Closed michaelhkay closed 7 months ago
I think this is a good idea, but I don't understand the last paragraph. What does it mean for a JSON text to end with a letter or digit if there isn't whitespace after it. I infer that
three
four
(Or, I suppose, three four
on a single line.)
Would parse as ["three", "four"]
. But the only interpretation I can make of the last paragraph is that the input is
threefour
which must surely parse as ["threefour"]
.
MHK: The only JSON texts that can end in a letter or number are (a) numbers, or (b) true, false, and null. So you can write 12 true true 5
but you can't write 12truetrue5
.
We should also clarify if "A""B"
is a legal input, or if it must be "A" "B"
.
Other cases: "A"{"B":"C"}
, []1
, …
Maybe, multiple JSON fragments should always be separated by at least one whitespace character?
MHK: that would certainly be simpler.
So, what separator will be used between the JSON (objects') texts ?
Just assuming "whitespace separation" seems to be rather error-prone. If the input contains a syntactically invalid JSON text, then this could be parsed, quite misleadingly, as two or more JSON objects.
Or am I completely misunderstanding this?
There's no ambiguity. The top level construct in the JSON grammar is an object, array, string, number, or the keyword true, false, or null. When you've read one of those, the only thing that can follow at present is EOF. This proposal changes this so instead of EOF, you can have another top-level construct.
You'll find lots of people asking how to parse files that contain multiple JSON objects. The nearest thing to a standard is "json lines" - https://jsonlines.org - which holds one JSON value per line; but there's no reason to restrict it that way, it's just as easy to allow multiple JSON values (which may contain newlines) separated by arbitrary whitespace.
It's true that erroneous JSON might be mis-parsed. But this mode of parsing won't be the default, so people will only use it if this is the input format they need to handle.
JSONiq had a jsoniq-multiple-top-level-items
option for that
liberal
could parse anything
It's true that erroneous JSON might be mis-parsed. But this mode of parsing won't be the default, so people will only use it if this is the input format they need to handle.
Maybe it would be even better to allow the user to specify a particular JSON-document string delimiter (with default some whitespace) so that the chance for such accidental errors could be minimized?

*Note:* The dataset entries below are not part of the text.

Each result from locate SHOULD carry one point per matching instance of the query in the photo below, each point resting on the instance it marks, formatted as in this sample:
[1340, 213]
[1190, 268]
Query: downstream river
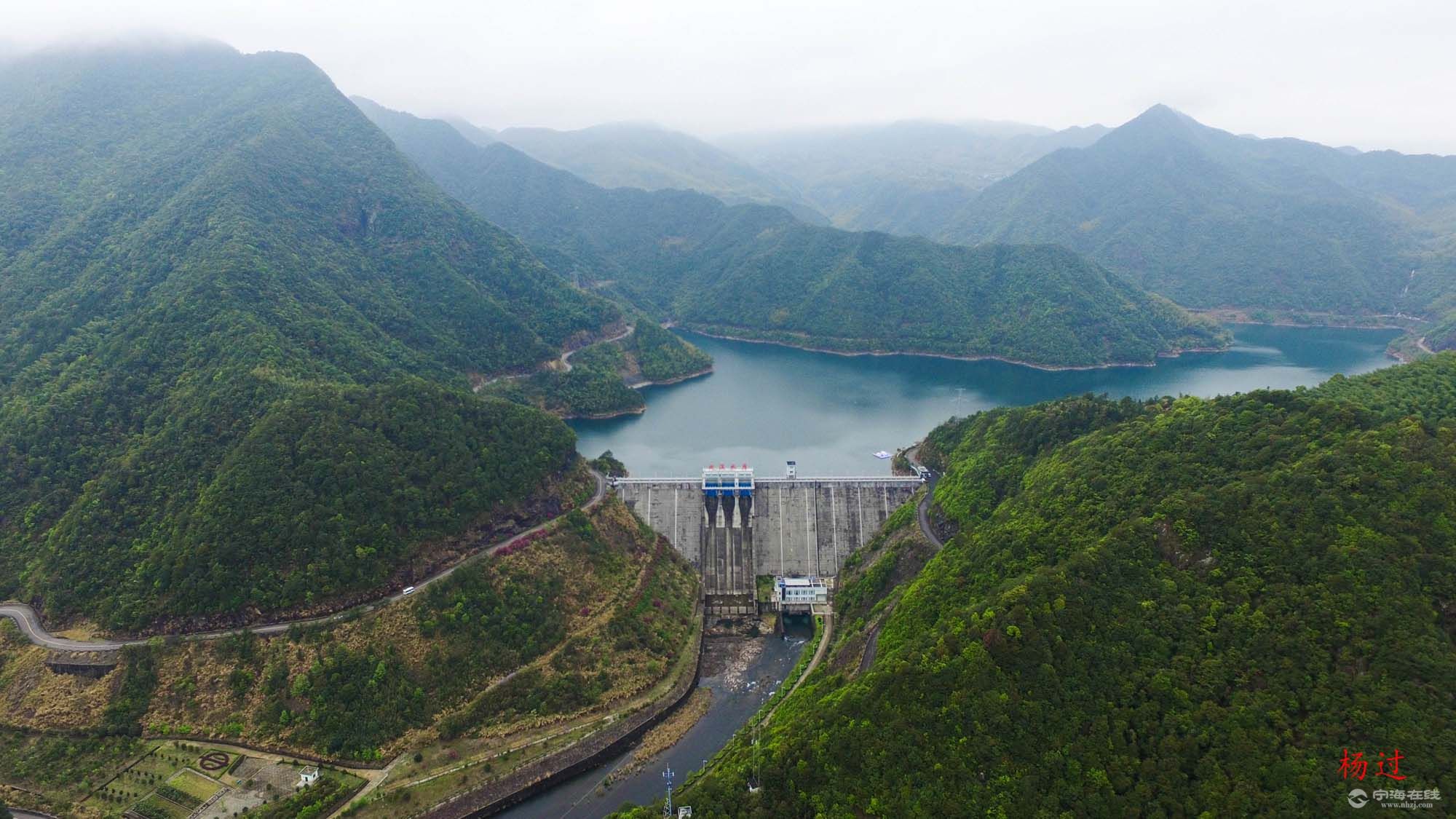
[740, 687]
[767, 404]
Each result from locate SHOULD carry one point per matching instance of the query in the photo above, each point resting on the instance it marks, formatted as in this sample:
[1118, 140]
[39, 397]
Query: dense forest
[1177, 606]
[756, 272]
[238, 333]
[1216, 221]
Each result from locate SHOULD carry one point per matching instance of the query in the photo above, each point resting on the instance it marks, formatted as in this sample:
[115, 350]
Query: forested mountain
[1211, 219]
[1180, 606]
[756, 272]
[908, 178]
[237, 328]
[474, 133]
[636, 155]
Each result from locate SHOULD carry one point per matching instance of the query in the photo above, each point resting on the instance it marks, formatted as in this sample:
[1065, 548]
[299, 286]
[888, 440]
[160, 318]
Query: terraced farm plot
[158, 807]
[194, 786]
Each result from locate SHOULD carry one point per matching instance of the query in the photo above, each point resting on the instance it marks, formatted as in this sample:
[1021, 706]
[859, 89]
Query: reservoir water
[767, 404]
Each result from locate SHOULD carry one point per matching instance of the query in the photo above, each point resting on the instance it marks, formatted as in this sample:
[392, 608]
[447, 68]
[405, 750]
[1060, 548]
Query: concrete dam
[736, 526]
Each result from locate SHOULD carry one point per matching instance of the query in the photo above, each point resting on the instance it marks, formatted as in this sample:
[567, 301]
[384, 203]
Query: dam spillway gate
[735, 526]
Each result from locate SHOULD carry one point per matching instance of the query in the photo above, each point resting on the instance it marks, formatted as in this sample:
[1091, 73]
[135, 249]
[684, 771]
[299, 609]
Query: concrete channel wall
[800, 526]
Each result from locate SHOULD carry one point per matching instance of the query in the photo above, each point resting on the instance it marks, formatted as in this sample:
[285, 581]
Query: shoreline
[1002, 359]
[637, 410]
[1237, 315]
[707, 371]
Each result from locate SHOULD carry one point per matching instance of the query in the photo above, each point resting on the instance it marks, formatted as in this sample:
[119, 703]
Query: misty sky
[1372, 75]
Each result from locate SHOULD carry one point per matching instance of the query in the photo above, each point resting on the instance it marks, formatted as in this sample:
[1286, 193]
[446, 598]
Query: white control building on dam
[735, 525]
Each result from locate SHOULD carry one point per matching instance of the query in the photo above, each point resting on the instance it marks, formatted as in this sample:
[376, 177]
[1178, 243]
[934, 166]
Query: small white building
[799, 593]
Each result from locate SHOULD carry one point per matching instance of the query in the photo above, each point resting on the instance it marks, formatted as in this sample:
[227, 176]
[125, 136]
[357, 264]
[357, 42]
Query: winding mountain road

In terms of coherence, a dedicated fn:parse-json-fragments
may be the better choice (unless we add a multiple
option for fn:parse-xml
and fn:doc
).
I propose to drop this issue, on the grounds that parsing of JSON Lines input can be readily achieved using
array{unparsed-text-lines($input) =!> parse-json()}
Note that JSON Lines does NOT allow multiple arbitrary JSON texts to be simply concatenated with newline separators as suggested in the original proposal. Each line of the input has to be a JSON text, which means newlines can only be used to separate JSON texts, not to separate tokens within a JSON text. It's therefore possible to start by splitting the input into lines, and then parsing each line.
The CG agreed to close this issue without further action at meeting 074
It is common practice (though not, I believe, covered by any standard) to have files that contain multiple JSON objects. Often these will be arranged one per line, as in our own qt3tests use case R31 at https://github.com/w3c/qt3tests/blob/master/app/UseCaseR31/sales.json . In that example, the file can be parsed using
unparsed-text-lines()!parse-json()
. But in the more general case, where each object may itself be multi-line, there's no easy way of handling this.I propose an option multiple=true() on
fn:parse-json
andfn:json-doc
that enables parsing of an input containing multiple (zero or more) concatenated JSON texts. When this option is present, the result will always be delivered as an array, containing one member for each JSON text in the input. The wrapper array will be present even if the number of JSON texts in the input is zero or one.If a JSON text ends with a letter or digit and the next JSON text starts with a letter or digit then they must be separated by whitespace.